Der Naturpark Zillertaler Alpen umfasst mit rund 430 Quadratkilometern mehr als ein Drittel der Fläche des Zillertals. Der Druck, den alpinen Raum zu nutzen, sei vor Corona enorm groß gewesen, konstatiert Willi Seifert. Strengere Raumordnungsregeln müssten das Verbinden von Skigebieten verhindern, findet er. Den Ischgl-Skandal könne er nur aus der Ferne beurteilen. Allerdings, als Wähler und Bürger wünsche er sich, dass Politiker Fehler eingestehen:
"Ich glaube einfach, der Mensch braucht allgemein Raum und gewisse Formen des Tourismus. Wenn extreme Masse ist, dann funktioniert das nicht. Das kann man jetzt an einer Après-Ski-Bar aufhängen oder an überfüllten Räumen und Plätzen andererseits. Für die Zukunft ist es wichtig, dass gewisse Entzerrungen stattfinden. Fragen der Besucherlenkung sind ganz entscheidend. Auszutauschen zwischen den Interessen von Almwirtschaft, Naturschutz, Erholungssuchenden.

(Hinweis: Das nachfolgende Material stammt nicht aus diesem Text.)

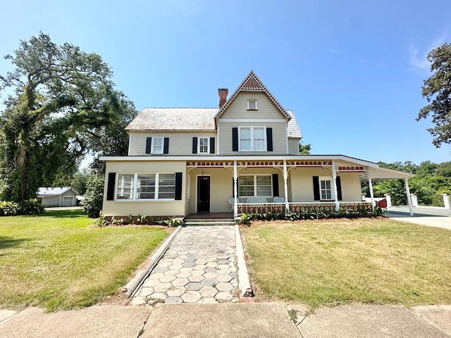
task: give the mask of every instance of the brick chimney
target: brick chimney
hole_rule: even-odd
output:
[[[224,88],[219,88],[218,89],[218,94],[219,95],[219,109],[221,109],[226,101],[227,101],[227,94],[228,94],[228,89]]]

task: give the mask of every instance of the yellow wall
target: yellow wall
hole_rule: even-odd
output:
[[[193,137],[216,137],[216,132],[130,132],[129,156],[150,156],[146,154],[146,138],[147,137],[169,137],[169,154],[168,155],[197,155],[208,154],[192,154],[192,138]],[[215,140],[215,148],[217,149],[217,141]],[[215,149],[216,152],[216,149]]]
[[[330,171],[321,168],[297,168],[290,170],[288,175],[292,187],[291,200],[295,202],[314,201],[313,176],[332,177]],[[338,173],[344,201],[362,200],[362,189],[359,174],[357,173]]]
[[[182,197],[181,201],[106,201],[107,184],[105,182],[104,189],[104,205],[102,211],[106,216],[128,214],[133,215],[147,215],[159,216],[185,215],[185,201],[183,196],[185,192],[186,163],[185,161],[129,161],[107,162],[105,173],[108,180],[109,173],[182,173]]]

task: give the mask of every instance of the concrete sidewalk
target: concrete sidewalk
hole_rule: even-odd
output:
[[[451,230],[451,211],[426,206],[416,206],[413,211],[414,215],[411,216],[408,207],[391,206],[387,216],[403,222]]]
[[[292,320],[292,319],[294,320]],[[346,305],[309,313],[276,303],[0,311],[0,337],[451,337],[451,306]]]

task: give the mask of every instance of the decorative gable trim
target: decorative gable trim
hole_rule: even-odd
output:
[[[265,86],[261,80],[259,79],[259,77],[255,75],[254,70],[251,70],[247,76],[242,80],[241,84],[238,86],[238,88],[233,92],[230,97],[227,100],[227,102],[224,104],[222,108],[219,110],[218,113],[215,115],[214,118],[218,118],[224,113],[227,107],[230,106],[235,98],[241,92],[263,92],[268,95],[273,103],[277,108],[279,108],[280,112],[288,119],[291,119],[291,115],[285,110],[278,101],[274,97],[274,96],[268,90],[266,86]]]

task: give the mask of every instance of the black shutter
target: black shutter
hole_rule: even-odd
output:
[[[147,137],[146,139],[146,154],[150,154],[152,146],[152,138]]]
[[[182,173],[175,173],[175,201],[182,199]]]
[[[232,151],[238,151],[238,128],[232,128]]]
[[[109,173],[106,183],[106,201],[114,201],[114,184],[116,183],[116,173]]]
[[[319,194],[319,177],[318,176],[313,177],[313,199],[315,201],[321,201]]]
[[[169,154],[169,137],[164,138],[164,146],[163,146],[163,154]]]
[[[278,174],[273,174],[273,196],[277,197],[279,196],[279,175]]]
[[[340,176],[337,176],[335,182],[337,183],[337,195],[338,195],[337,196],[337,199],[338,201],[341,201],[343,198],[341,195],[341,179],[340,178]]]
[[[266,128],[266,150],[273,151],[273,128]]]
[[[237,197],[240,196],[240,189],[238,189],[238,177],[237,177]],[[233,197],[235,193],[235,183],[233,182],[233,177],[232,177],[232,197]]]

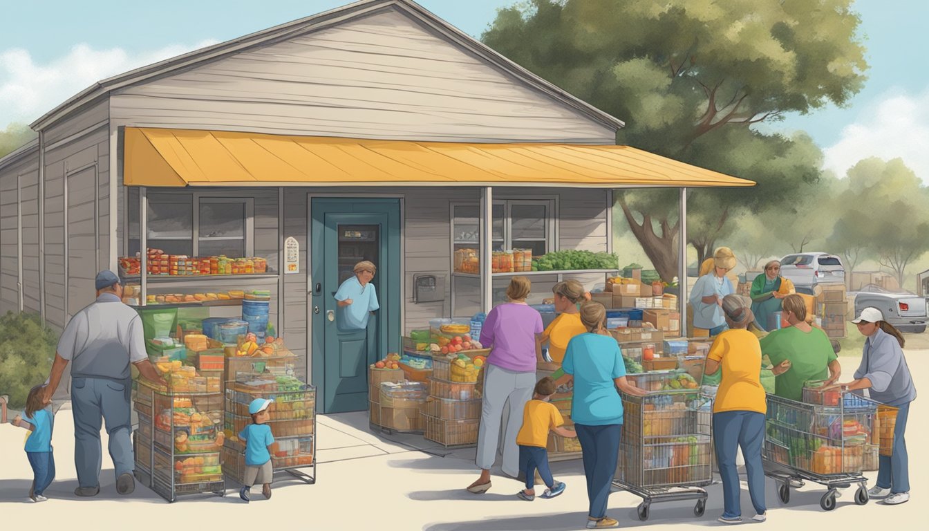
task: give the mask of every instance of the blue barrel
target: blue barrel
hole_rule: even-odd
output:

Aber die Entzerrung von Strömen und ein menschenverträglicher Tourismus sind ist ein Gebot der Stunde. Diese Punkte Tragfähigkeit, Kapazitätsgrenzen das sind Dinge, die müssen auch politisch hinterfragt werden. Was kann ich dem Tal, was kann ich den Menschen zumuten. Wo muss ich gewisse Schranken einziehen, damit am Ende alle - Sprich die Einheimischen, die Landschaft, die Erholungssuchenden dieses Erlebnis und diese Qualität vorfinden, die man erwarten kann und muss."

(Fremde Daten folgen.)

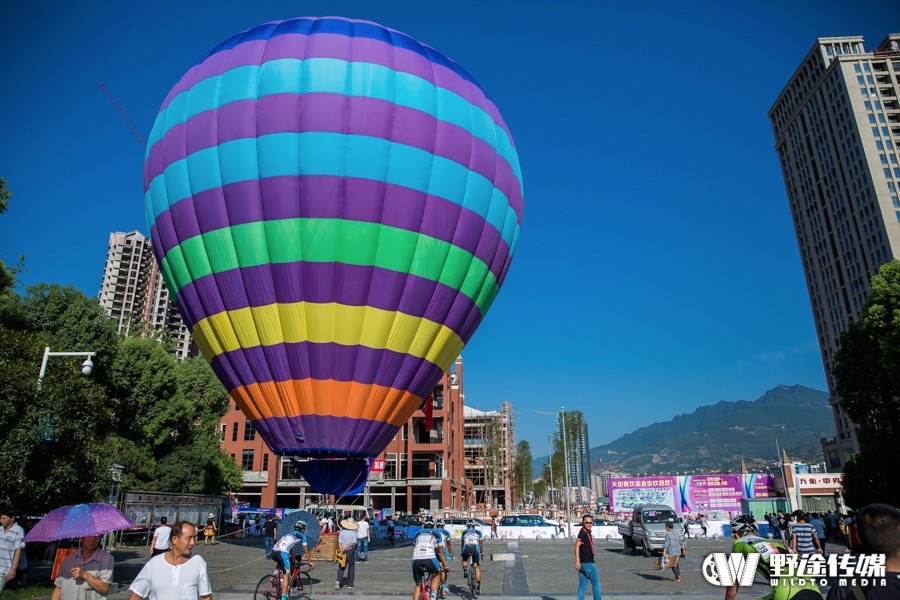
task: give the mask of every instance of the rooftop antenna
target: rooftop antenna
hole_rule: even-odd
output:
[[[141,143],[141,145],[144,146],[144,148],[146,148],[147,140],[144,139],[144,136],[142,136],[141,132],[138,131],[137,126],[135,126],[134,122],[128,117],[128,113],[126,113],[122,109],[122,107],[119,106],[119,103],[116,102],[116,99],[112,95],[112,92],[109,91],[109,88],[107,88],[105,85],[103,85],[102,81],[100,82],[100,89],[103,90],[103,93],[106,94],[106,97],[109,98],[109,101],[112,102],[112,105],[116,108],[117,111],[119,111],[119,114],[122,116],[122,119],[128,124],[129,127],[131,127],[132,133],[134,133],[135,137],[138,139],[138,141]]]

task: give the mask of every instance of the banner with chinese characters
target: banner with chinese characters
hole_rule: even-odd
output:
[[[687,475],[678,478],[678,492],[678,512],[740,512],[744,482],[740,475]]]
[[[610,478],[607,483],[610,512],[631,512],[638,504],[675,507],[676,477]]]

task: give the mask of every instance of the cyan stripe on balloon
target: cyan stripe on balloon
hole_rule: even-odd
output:
[[[236,67],[199,82],[160,111],[150,132],[147,154],[169,129],[203,111],[270,94],[310,92],[376,98],[453,123],[489,143],[510,164],[521,186],[522,171],[512,142],[484,110],[421,77],[372,63],[333,58],[272,60],[259,66]]]

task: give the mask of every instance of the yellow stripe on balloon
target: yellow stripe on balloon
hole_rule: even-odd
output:
[[[239,348],[312,342],[391,350],[446,368],[464,346],[453,330],[440,323],[336,302],[268,304],[224,311],[199,321],[193,333],[210,360]]]

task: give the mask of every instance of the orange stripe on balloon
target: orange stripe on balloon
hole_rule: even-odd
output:
[[[253,383],[234,388],[231,397],[252,421],[315,414],[400,427],[422,405],[421,397],[404,390],[333,379]]]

Wie sieht das Zillertal in 50 Jahren aus? Paul Steger aus Mayrhofen ist da eher pessimistisch:
"Das weiß ich nicht genau. Das schau ich mir entweder vom Himmel oder von der Hölle aus an. Ich weiß noch nicht genau, wo ich lande. Ehrlich gesagt, schau ich wirklich mit großer Sorge in die Zukunft. Ich sehe das ja auch bei der Entwicklung im Ort. Das spielt sich ja nicht nur bei der Seilbahn ab, das spielt sich ja auch im Bereich der baulichen Entwicklung ab. Das Zillertal wird bald zuwachsen, wenn es so weitergeht. Es gibt zwar ein Instrumentarium das sind die landwirtschaftlichen Vorrangflächen, die sind durch das Land geregelt. Aber die müssen eigentlich hart bleiben, die dürfen keinesfalls aufgeweicht werden wie sonst ist der Raumordnung, wo ich immer sage das ist die Traumordnung, Tür und Tor geöffnet. Tür und Tor."

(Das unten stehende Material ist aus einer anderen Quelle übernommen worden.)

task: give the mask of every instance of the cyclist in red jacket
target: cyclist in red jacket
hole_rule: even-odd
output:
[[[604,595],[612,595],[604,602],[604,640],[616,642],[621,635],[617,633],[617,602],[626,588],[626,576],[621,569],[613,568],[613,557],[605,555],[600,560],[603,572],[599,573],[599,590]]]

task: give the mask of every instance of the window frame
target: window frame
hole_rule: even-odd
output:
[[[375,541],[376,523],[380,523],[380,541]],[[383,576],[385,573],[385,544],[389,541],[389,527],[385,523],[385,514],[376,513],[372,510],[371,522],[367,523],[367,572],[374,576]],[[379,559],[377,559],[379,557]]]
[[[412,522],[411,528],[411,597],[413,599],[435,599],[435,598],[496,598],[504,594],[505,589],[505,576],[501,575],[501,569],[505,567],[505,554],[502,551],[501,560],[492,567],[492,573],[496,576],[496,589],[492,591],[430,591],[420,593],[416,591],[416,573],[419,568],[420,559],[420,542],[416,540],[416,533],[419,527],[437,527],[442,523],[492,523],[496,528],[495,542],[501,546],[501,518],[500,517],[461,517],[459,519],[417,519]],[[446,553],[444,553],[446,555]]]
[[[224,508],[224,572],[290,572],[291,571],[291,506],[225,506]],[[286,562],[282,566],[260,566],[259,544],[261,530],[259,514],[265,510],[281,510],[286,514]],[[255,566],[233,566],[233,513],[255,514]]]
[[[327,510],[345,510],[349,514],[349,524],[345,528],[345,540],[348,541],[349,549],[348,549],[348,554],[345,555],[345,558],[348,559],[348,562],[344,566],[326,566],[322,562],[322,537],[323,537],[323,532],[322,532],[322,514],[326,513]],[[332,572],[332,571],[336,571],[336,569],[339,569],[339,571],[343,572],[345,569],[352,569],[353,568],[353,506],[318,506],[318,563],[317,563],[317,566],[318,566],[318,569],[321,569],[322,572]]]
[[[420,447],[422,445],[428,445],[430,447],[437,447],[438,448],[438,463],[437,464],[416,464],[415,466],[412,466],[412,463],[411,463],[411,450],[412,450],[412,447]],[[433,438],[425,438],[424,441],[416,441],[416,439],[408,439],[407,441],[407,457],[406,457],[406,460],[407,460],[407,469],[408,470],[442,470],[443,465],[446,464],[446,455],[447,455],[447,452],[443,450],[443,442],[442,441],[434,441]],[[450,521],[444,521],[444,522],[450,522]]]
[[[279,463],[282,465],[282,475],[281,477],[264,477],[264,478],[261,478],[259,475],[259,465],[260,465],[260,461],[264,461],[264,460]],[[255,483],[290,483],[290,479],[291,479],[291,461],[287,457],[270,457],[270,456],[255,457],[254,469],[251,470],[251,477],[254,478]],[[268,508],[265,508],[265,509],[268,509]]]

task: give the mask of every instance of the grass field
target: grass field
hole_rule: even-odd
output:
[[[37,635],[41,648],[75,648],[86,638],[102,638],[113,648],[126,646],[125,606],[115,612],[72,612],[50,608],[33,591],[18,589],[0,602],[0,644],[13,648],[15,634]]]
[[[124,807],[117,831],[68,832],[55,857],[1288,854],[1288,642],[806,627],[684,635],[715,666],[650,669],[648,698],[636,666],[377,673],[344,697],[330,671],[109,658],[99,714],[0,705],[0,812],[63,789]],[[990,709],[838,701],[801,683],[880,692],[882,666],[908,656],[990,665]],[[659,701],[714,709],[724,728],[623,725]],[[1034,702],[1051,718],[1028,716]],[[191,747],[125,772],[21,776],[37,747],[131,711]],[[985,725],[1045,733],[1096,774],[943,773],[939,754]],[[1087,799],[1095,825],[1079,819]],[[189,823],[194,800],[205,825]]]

Besser überlegen, wo man hinfährt
Auch der Fotograf Sebastian Holzknecht wünscht sich ein Umdenken:
"Vielleicht sollte man sich besser überlegen und recherchieren, wo man hinfährt. Und auch mal einen Tiroler fragen, wenn man Freunde hat, oder auch ein bisschen mehr hinterfragen, was man will. Skifahren kann man in Tirol fast überall. Es gibt überall tolle Skigebiete. Einfach ein bisschen besser nachschauen und dann gibt das superschöne Möglichkeiten bei uns."
Der Innsbrucker Kabarettist Markus Koschuh sehnt sich unterdessen weiter nach Live-Auftritten. Ein Corona-Programm hat er schon parat:
"Ich habe ein eigenes Corona-Programm geschrieben, schon im September, Oktober, das ich jetzt eben durch das laufend anfallende Material – und Österreich ist eine Fundgrube – einfach auch weiterhin aktualisiert halte. Von daher stehe ich jederzeit bereit, wenn es losgeht. Keine Vorlaufzeit, ab auf die Bühne damit. Die Leute müssen dann was zum Lachen haben, weil, es wird noch sehr trist werden."